También hay una voluntad explícita de desmontar estereotipos. Desde fuera, reconocen, la mujer manchega ha sido vista durante mucho tiempo como figura del terruño sin estudios ni proyección. Ese peso se ha ido dejando atrás a base de trabajo, movilidad, formación y decisión propia. Mujeres que salen, viajan, trabajan, eligen su camino y regresan, si quieren, con más bagaje.

El cambio se percibe también en la propia figura representativa. Antes se buscaba a una muchacha joven y guapa, callada, sonriente, una presencia decorativa. Eso ya no existe. Hoy se pregunta, se escucha y se exige opinión. “Tenemos voz, voto y acción”, resumen. Ya no son florero, son interlocutoras.

Taller de Pandorga / Asoc. Dulcineas y Damas Manchegas

En ese relato aparece con fuerza la herencia femenina. Abuelas, madres, historias de migración, de pobreza, de esfuerzo silencioso. Mujeres que tiraron para adelante con lo que había y que dejaron como legado algo más que tradición: “Arrestos”. Esa es, para ellas, una de las grandes señas de identidad de la mujer manchega.

El futuro, además, se mira con optimismo. Hablan de un relevo generacional fuerte, de chicas jóvenes que se acercan con interés y ganas. Y ahí lanzan una advertencia que es casi una declaración de principios: Hay que cuidarlas. Porque las tradiciones no se conservan a base de inmovilismo, sino sabiendo distinguir cuándo respetarlas y cuándo adaptarlas al tiempo en que se viven.

Tradición que permanece

La Asociación Cultural de Dulcineas y Damas Manchegas de Ciudad Real no trabaja desde la nostalgia, sino desde la convicción de que la tradición solo sobrevive si se vive, se cuida y se transmite.

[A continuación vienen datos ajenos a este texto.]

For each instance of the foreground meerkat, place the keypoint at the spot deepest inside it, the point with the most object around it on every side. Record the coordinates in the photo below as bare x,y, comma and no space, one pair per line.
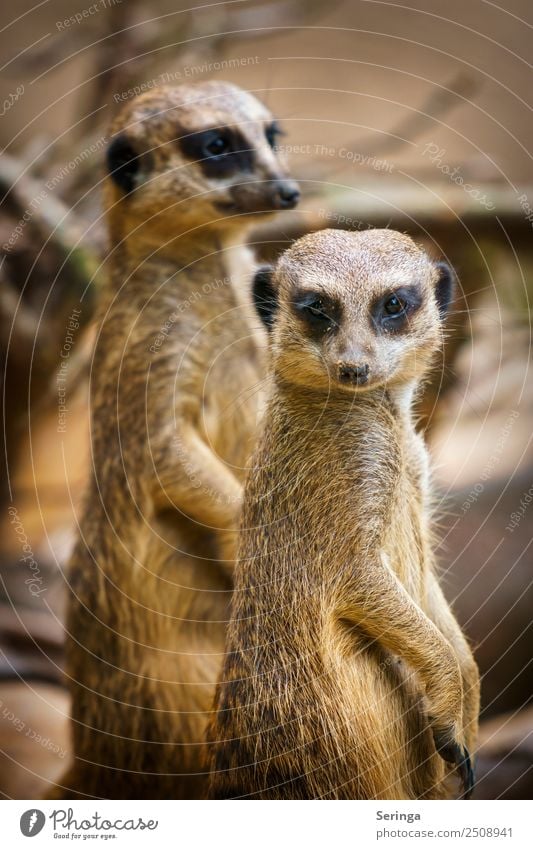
346,673
175,392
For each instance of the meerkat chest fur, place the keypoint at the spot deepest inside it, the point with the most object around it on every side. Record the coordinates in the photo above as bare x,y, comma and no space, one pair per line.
358,463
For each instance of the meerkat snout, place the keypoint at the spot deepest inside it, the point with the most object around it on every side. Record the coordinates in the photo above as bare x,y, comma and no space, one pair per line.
288,194
356,374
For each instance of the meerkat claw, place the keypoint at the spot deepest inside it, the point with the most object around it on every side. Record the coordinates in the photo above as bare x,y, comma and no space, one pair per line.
451,752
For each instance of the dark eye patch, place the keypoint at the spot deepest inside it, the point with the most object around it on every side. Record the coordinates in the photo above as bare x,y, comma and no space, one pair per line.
391,312
219,152
320,312
272,133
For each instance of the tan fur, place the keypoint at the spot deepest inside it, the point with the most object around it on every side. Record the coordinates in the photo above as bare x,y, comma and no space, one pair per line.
175,391
342,656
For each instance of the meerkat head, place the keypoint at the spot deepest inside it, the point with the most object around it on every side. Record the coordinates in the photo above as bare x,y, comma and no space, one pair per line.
354,311
200,154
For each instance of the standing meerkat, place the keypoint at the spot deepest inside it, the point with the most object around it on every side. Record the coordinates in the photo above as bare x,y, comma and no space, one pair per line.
346,672
175,388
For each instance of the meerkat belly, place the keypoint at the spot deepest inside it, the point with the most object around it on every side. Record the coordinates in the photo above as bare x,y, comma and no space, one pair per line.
232,404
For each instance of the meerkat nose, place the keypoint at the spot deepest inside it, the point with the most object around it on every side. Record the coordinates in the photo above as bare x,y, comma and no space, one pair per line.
288,194
357,374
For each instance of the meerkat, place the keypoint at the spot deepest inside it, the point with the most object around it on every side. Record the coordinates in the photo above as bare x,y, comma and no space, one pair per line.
346,673
175,394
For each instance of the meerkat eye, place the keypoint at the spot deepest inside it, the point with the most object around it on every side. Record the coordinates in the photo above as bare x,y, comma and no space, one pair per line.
316,309
216,146
394,305
272,132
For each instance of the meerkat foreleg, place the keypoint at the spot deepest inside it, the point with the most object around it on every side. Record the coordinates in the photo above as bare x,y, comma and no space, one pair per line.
380,605
196,482
440,613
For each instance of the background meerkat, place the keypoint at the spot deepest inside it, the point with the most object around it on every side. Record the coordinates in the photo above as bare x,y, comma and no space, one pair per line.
338,623
175,385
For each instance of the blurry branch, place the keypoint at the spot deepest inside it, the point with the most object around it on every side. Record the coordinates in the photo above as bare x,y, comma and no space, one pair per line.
437,107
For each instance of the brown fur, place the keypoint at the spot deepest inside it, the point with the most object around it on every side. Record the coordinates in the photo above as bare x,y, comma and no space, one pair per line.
345,665
175,390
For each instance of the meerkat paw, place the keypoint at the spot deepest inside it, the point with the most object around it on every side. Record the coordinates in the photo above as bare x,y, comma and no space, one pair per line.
458,756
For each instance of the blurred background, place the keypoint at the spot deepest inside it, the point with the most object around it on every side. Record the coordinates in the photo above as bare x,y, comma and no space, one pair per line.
416,116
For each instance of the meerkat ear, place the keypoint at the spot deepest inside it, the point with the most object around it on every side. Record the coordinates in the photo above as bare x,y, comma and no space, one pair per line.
123,163
444,289
265,295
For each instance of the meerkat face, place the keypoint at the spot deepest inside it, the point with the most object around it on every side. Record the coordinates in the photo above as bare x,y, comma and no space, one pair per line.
200,154
354,311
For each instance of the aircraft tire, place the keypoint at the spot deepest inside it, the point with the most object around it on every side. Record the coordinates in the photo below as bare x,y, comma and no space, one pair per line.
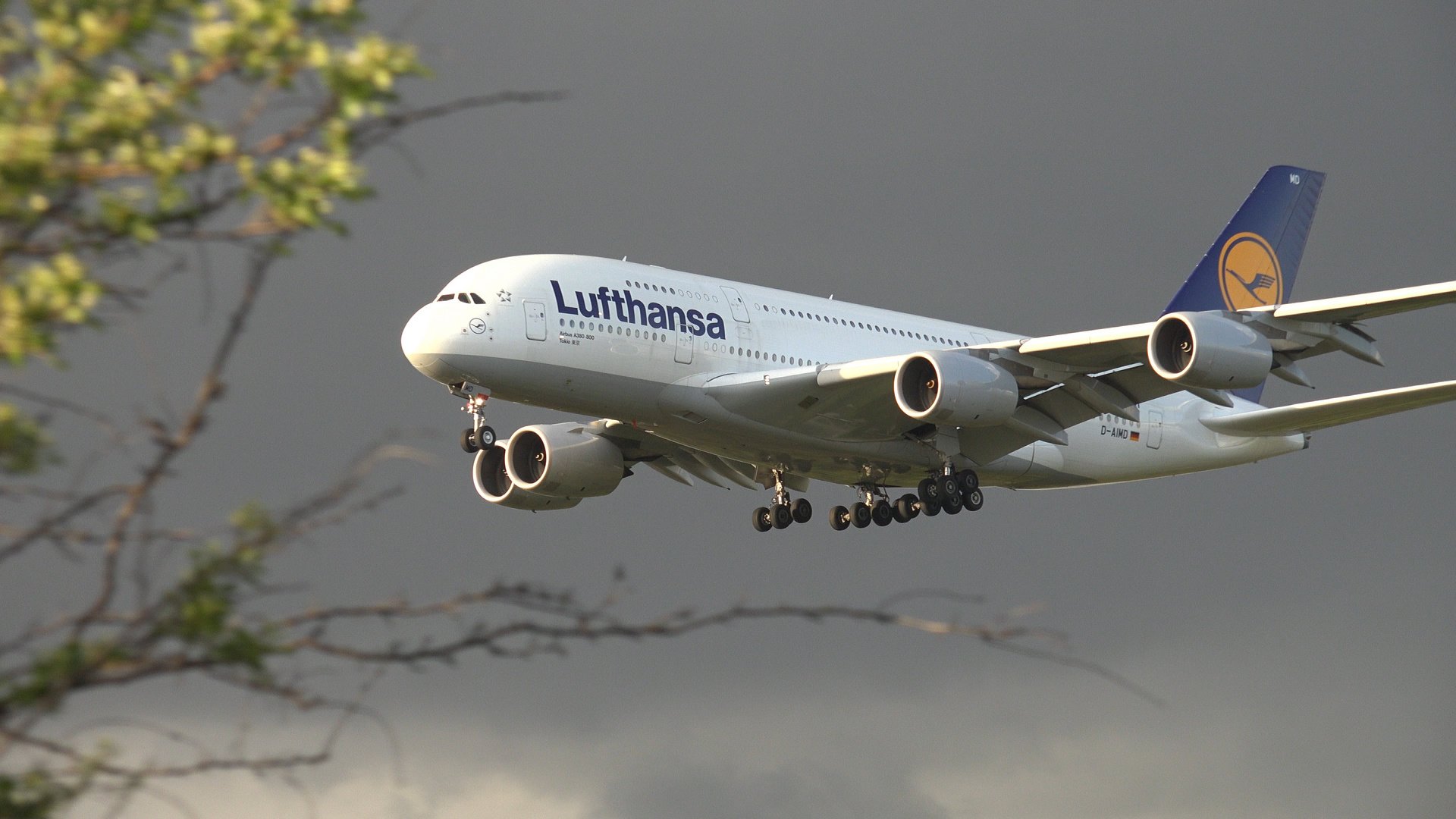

Concurso de limoná / Asoc. Dulcineas y Damas Manchegas

La Dulcinea ya no es una figura que desaparece cuando termina el año. Es memoria organizada, experiencia acumulada y presencia constante.

Como la Dulcinea cervantina, sigue siendo símbolo. Pero, a diferencia de aquella, aquí no se queda en el silencio. Aquí permanece.